Parkinsonism Part 2 Flashcards
what is the difference between vascular parkinsonism and idiopathic PD?
vascular parkinsonism:
- usually bilateral vs asymmetric (unilateral) in IPD
- usually no resting tremor vs resting tremor in IPD
- usually stepwise in progression (stepwise = every time there is a CNS insult) vs continuous progression in IPD
- vascular risk factors are usually present (factors affecting heart disease, DM)
- increasing age is a risk factor
- -> those w VP tend to be older than those w PD
- mostly NOT caused by infarct/lesions in the basal ganglia (not at the dopaminergic neurons at the basal ganglia)
vascular parkinsonism is also known as
vascular Parkinson’s disease
- PD due to vasculature in the brain
- cerebrovascular disease
are drug-induced parkinsonism reversible?
depends
may not be completely reversible
response to the drug withdrawal is variable - may or may not be reversible
do drug-induced parkinsonism respond to levodopa?
no
how do we distinguish between drug-induced parkinsonism from idiopathic PD?
usually difficult to distinguish from PD but:
- symptoms tend to occur bilaterally
- withdrawal of the drug usually leads to improvement in symptoms in 80% of patients in 8 weeks (but also depends on how long the drug was used)
- treatment should be withdrawal of offending drug
in which gender drug-induced parkinsonism can be observed greatly?
female/ women
in which gender all types of parkinsonism (including idiopathic PD) can be observed greatly
male
which drugs are most likely to cause drug-induced parkinsonism?
high risk:
- dopamine D2 receptor blockers
which: typical antipsychotics (haloperidol, *prochlorperazine*, thioxanthene, amisulpride, flupentixol, fluphenazine, sulpride, zuclopenthixol)
atypical antipsychotics at higher doses (risperidone, olanzapine, aripiprazole)
- Calcium channel antagonist:
- flunarizine, cinnarizine
which drugs are least likely to cause drug-induced parkinsonism?
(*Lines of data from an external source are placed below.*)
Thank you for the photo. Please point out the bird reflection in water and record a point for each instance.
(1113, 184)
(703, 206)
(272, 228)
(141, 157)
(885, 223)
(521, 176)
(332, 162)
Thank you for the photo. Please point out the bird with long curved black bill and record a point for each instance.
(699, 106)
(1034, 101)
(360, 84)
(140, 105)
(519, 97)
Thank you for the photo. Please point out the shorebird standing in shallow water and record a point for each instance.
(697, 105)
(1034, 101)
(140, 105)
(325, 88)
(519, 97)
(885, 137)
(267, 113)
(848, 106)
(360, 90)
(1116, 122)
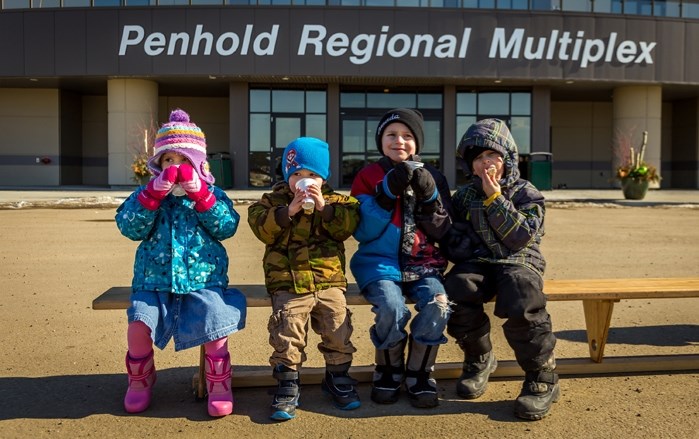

- SSRIs (fluoxetine, sertraline)
how can drug-induced parkinsonism be treated?
- not always reversible
- best ‘treatment’ = prevention
- anticholinergics and amantadine may be used (but not as effective compared in use in idiopathic PD) (levodopa not effective)
DIP can unmask
existing PD; as bring PD sx earlier, prodromal
when does the drug-induced parkinsonism appears?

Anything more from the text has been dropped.